The sometimes-overlooked Los Angeles fashion industry has received a lot of attention lately. In August, we explored whether the perpetually sunny city could be the next fashion capital, while The New York Times' T Magazine devoted a chunk of its recent issue to touting LA-based labels like Rodarte and Band of Outsiders.
Because someone has to do the paperwork behind all that creativity, the city will soon boast its very own breeding ground for fashion-focused lawyers. The powers that be at Loyola Law School this week officially approved the launch of the school's fashion law institute at its LA campus, the program's director, Staci Riordan, says. That means law students will be able to get a certificate in fashion law by taking four fashion-specific courses focusing on issues like industry-specific contracts and law related to celebrity endorsements. Students must also take classes in related topics like intellectual property.

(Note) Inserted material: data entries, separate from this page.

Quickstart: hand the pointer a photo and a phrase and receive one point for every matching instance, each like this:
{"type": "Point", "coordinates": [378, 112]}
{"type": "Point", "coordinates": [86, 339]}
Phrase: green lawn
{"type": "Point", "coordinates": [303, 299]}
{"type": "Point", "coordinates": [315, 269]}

The goal, Riordan says, is to have students interact as much as possible with non-lawyers in the industry, and the concentration will also require students to get real-world experience working with young designers from nearby design schools. Law students in the class of 2015 will be the first eligible to receive the certificate.
Loyola's institute is the first of its kind on the West Coast, and the second nationwide, Riordan says. The first was launched in 2010 at Fordham Law School in New York. Similar to Fordham's program, the Loyola version will also host events to educate local lawyers who have or want to have fashion clients. While Riordan wouldn't yet divulge all the industry players who will teach courses, she says True Religion General Counsel Deborah Greaves, who currently teaches Loyoa's fashion contracts class, will continue to be part of the new initiative.
Riordan cites the size of Southern California's apparel industry as the driving factor for the program's establishment. Los Angeles' and Orange Country's fashion industries alone are responsible for more than 168,000 jobs and have a nearly $60 billion impact on the economy, according to statistics released by the Otis College of Art and Design in December.
Loyola's new institute is just the latest example of the emergence of fashion law as a genuine career path for young attorneys. In addition to Fordham and Loyola, a handful of other law schools offer fashion law courses, and some major law firms have dedicated fashion law practice groups.
Underlining the industry's growing profile in law, the American Bar Association in September released its first "Legal Guide to Fashion Design." A large part of fashion law's focus is, of course, keeping counterfeit goods out of the marketplace, making it especially amusing that the ABA guide was edited by an attorney named David Faux.